The Eagles took the singer-songwriter ethos to a group setting with increased emphasis on arrangements and musicianship, and the group's early sound became synonymous with the southern California country rock. On later albums the band dispensed with bluegrass instrumentation and gravitated to a more straight-ahead rock sound.
History
Formation and success
The band formed in 1971 when Linda Ronstadt's then-manager, John Boylan, extracted Glenn Frey, Bernie Leadon, and Randy Meisner from their previous affiliations. They were short a drummer until Frey phoned Don Henley, whom he had met at the Troubadour in Los Angeles. The band backed up Ronstadt on a two-month tour, then decided to form their own band, which would become the Eagles.
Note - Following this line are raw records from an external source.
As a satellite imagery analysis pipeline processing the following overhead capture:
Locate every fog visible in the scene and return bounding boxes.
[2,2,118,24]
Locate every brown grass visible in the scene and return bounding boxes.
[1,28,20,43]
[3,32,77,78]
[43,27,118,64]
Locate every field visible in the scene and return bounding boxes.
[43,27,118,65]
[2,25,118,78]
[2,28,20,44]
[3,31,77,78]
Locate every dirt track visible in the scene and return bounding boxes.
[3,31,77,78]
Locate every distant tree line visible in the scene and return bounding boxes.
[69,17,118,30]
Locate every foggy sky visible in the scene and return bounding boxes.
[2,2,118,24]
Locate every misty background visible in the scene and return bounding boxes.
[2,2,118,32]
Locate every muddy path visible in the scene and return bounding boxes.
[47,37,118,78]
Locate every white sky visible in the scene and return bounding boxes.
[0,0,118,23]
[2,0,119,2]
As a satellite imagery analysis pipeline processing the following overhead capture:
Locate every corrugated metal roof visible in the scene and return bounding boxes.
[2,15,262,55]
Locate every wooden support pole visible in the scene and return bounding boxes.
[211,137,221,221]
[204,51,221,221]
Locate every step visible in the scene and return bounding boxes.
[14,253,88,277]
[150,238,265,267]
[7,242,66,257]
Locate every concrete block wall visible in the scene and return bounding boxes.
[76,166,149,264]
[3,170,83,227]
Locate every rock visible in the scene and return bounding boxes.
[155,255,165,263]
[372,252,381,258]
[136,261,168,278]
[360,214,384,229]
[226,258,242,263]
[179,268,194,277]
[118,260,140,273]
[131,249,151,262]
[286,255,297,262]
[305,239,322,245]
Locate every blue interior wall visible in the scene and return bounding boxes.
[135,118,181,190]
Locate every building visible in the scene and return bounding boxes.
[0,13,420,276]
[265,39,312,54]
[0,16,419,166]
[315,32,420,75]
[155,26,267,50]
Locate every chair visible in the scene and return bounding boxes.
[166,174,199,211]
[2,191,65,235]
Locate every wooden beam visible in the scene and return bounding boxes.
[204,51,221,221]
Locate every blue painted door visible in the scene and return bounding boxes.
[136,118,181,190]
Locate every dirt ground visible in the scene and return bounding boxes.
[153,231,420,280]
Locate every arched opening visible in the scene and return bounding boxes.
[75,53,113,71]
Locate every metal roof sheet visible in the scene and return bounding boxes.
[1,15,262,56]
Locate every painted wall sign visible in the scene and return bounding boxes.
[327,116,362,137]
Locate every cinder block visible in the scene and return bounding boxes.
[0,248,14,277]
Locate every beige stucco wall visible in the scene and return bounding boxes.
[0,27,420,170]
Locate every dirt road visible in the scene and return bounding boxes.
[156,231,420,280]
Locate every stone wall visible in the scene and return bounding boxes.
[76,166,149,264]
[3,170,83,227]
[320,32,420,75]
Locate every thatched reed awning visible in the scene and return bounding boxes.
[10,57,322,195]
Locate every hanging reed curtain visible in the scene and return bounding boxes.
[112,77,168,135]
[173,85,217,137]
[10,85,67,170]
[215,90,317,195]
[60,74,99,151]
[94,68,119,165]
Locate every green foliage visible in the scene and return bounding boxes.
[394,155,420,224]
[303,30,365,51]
Their first album, Eagles, was filled with pure, sometimes innocent country rock, and yielded three Top Forty singles. Their second, Desperado, was themed on Old West outlaws and introduced the group's penchant for conceptual songwriting. Those two albums were produced by Glyn Johns, who previously worked with The Beatles, Led Zeppelin, The Rolling Stones, and The Who. The band wanted to rock, but Johns tended to extract the lush side of the band's double-edged music.